Şu yukarıdaki cümlelerden birini kurduğunuz oluyor mu hiç? Merak etmeyin, yalnız değilsiniz…
Bireysel psikoterapi sürecinde kişinin güncel sorunundan yani semptomundan yola çıkarak ruhsal çatışmaları, bilinçdışı arzuları, bebeklikten bulunduğu yaşa kadar yaşadığı değişim ve gelişim aşamaları gözden geçirilerek kişinin problemlerine ve kendi ruhsal dünyasına yönelik içgörü kazanması yani kendisini tanıması ve semptomundan uzaklaşması amaçlanır.

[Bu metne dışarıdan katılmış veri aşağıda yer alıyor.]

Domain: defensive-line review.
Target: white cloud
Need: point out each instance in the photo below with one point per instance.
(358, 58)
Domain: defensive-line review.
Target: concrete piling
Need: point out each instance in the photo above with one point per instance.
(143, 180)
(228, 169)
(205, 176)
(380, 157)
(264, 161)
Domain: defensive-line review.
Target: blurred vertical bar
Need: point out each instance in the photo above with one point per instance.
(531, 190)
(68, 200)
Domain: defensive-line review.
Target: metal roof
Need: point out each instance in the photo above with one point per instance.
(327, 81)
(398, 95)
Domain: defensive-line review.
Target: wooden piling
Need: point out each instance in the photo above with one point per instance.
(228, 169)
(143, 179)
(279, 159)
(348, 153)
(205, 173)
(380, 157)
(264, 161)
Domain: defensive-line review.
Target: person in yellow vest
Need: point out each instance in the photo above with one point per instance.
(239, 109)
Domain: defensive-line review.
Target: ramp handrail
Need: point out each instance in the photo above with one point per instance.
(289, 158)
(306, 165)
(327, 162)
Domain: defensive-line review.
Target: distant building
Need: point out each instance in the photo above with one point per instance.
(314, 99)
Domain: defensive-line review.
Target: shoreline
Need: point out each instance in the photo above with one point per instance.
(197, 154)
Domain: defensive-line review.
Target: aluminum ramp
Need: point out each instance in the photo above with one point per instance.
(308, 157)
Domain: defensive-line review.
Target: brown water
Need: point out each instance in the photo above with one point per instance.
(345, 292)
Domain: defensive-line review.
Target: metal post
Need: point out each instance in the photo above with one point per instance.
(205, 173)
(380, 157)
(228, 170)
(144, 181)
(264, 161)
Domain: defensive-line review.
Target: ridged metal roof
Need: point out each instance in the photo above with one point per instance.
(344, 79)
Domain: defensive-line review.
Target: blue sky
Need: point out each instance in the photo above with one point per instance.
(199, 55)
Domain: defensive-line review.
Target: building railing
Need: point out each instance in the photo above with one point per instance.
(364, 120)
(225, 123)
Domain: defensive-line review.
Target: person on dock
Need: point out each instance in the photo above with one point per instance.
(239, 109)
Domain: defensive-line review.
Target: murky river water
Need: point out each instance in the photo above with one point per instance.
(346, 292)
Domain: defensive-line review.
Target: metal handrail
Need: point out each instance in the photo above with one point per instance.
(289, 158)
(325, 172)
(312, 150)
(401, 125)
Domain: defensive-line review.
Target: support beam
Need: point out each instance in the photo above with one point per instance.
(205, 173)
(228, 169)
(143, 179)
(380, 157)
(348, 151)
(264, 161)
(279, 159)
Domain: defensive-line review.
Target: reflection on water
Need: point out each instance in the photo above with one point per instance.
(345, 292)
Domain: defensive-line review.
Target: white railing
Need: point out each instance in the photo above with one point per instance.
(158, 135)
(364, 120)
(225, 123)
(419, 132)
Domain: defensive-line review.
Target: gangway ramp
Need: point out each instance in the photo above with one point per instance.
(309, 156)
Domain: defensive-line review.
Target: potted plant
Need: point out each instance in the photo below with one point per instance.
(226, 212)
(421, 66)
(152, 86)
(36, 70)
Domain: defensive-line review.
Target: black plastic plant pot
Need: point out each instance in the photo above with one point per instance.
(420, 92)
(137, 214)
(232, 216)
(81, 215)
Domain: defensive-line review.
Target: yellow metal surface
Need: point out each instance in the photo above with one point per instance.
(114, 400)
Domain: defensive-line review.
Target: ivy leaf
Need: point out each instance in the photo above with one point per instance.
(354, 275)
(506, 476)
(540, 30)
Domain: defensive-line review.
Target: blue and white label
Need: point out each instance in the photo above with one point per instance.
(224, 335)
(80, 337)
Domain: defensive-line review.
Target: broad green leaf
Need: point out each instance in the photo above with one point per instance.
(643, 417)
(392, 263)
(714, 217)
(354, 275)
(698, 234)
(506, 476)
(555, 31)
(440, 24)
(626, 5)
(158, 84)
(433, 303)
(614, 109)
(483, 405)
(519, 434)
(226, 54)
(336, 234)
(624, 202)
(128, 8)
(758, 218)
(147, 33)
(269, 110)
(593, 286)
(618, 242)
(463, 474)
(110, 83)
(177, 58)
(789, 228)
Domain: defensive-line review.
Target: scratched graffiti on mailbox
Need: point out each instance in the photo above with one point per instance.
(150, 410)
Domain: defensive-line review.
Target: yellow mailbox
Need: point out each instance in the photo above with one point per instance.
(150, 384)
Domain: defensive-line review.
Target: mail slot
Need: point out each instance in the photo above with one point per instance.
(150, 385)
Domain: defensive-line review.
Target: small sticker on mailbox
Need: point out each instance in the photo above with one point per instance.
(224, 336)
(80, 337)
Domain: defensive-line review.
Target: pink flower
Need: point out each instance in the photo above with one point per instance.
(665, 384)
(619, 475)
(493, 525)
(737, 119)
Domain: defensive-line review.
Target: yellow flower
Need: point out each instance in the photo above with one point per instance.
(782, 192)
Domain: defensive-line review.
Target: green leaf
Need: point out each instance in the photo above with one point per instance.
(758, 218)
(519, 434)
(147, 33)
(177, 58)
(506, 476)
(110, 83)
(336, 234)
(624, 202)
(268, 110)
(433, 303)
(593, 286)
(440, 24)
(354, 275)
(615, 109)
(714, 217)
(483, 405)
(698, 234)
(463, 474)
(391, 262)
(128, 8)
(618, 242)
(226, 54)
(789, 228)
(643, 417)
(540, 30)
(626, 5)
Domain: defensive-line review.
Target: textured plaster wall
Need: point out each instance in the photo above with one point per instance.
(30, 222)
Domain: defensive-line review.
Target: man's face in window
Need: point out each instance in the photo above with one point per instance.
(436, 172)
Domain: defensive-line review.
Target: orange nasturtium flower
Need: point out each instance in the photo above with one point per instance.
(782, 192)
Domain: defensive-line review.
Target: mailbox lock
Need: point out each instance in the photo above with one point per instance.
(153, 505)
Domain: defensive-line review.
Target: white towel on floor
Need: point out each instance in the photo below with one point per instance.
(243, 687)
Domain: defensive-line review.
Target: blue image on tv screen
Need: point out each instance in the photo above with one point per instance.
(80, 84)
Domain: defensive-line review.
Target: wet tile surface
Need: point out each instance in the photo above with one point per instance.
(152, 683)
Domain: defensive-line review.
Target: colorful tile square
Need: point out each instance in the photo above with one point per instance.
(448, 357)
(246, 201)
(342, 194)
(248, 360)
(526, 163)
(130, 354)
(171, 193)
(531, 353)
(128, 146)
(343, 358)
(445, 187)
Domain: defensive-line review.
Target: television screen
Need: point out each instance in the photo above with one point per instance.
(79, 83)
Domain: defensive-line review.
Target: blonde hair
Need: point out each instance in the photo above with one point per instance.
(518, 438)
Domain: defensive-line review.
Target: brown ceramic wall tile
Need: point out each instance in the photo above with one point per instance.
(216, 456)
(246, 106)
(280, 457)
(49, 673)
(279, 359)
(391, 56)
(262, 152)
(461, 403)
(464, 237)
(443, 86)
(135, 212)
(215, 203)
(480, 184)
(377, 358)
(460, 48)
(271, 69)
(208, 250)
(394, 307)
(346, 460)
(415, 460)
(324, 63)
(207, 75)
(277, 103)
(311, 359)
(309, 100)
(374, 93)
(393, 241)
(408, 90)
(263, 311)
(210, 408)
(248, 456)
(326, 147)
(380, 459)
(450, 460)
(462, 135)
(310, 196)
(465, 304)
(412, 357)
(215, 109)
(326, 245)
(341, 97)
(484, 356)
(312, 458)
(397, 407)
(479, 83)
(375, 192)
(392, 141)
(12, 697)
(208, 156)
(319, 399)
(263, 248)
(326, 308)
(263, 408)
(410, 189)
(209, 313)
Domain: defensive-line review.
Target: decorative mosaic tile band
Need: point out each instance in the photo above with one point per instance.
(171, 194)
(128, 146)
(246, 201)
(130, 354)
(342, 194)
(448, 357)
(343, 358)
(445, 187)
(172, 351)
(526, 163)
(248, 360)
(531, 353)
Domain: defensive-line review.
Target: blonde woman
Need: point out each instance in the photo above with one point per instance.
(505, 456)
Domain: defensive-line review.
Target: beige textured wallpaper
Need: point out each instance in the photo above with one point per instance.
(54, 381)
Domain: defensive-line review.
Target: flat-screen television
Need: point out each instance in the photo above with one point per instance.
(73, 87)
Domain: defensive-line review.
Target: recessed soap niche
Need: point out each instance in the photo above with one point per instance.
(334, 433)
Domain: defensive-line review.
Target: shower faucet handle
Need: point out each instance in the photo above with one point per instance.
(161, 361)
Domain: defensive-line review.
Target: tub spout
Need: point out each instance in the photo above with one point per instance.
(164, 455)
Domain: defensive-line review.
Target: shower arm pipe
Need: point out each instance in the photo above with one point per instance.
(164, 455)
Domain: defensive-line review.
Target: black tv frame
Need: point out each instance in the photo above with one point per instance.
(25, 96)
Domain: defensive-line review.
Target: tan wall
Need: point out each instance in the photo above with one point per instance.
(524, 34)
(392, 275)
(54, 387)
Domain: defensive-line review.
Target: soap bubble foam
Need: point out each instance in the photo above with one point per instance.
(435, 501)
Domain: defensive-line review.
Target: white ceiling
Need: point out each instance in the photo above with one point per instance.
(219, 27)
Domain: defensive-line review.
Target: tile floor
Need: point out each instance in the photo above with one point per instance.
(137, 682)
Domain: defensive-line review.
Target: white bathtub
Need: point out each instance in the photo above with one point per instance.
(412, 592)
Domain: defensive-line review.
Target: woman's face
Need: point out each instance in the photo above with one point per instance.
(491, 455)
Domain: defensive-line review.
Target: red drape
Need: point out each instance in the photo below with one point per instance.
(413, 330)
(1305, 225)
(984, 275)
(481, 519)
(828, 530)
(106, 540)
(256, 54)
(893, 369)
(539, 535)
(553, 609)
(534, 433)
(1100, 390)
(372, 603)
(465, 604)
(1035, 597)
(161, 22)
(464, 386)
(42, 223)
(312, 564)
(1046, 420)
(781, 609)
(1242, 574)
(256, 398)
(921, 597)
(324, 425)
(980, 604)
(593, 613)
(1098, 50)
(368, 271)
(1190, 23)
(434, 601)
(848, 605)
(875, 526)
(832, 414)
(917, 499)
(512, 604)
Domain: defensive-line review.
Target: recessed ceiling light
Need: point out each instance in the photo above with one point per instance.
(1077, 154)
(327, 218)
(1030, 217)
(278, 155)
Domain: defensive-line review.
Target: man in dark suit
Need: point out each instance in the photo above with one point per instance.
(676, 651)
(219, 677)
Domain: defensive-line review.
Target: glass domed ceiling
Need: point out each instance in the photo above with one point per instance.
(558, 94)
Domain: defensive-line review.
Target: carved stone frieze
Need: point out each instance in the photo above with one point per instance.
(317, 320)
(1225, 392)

Depresyon, kaygı atakları, bayılma ve sinir krizleri, takıntılar, fobiler, şüpheler ve hatta bedensel belirtiler gibi her semptom aslında bilinçdışına itilmiş bir arzu ve/veya çatışmanın habercisidir ve bir dili vardır. Terapi süreci bu dili çözme, anlama ve bu sıkıntılarla yüzleşme sürecidir. Bilgi güçtür. Anlamakta güçlük çektiğimiz bu dilin deşifre edilmesi ve söylediği mesajın anlaşılması/bilinmesi kişiyi güçlendiren temel süreçtir.
Bilincinizin karmaşık mantıksal bağlarla örülmüş dünyasından kendi iç evinize yaptığınız bu yolculukta terapistiniz size öğüt veren, yol gösteren değil eşlik eden ve yansıtan sizin için sizinle birlikte çalışan yoldaşınız olacaktır.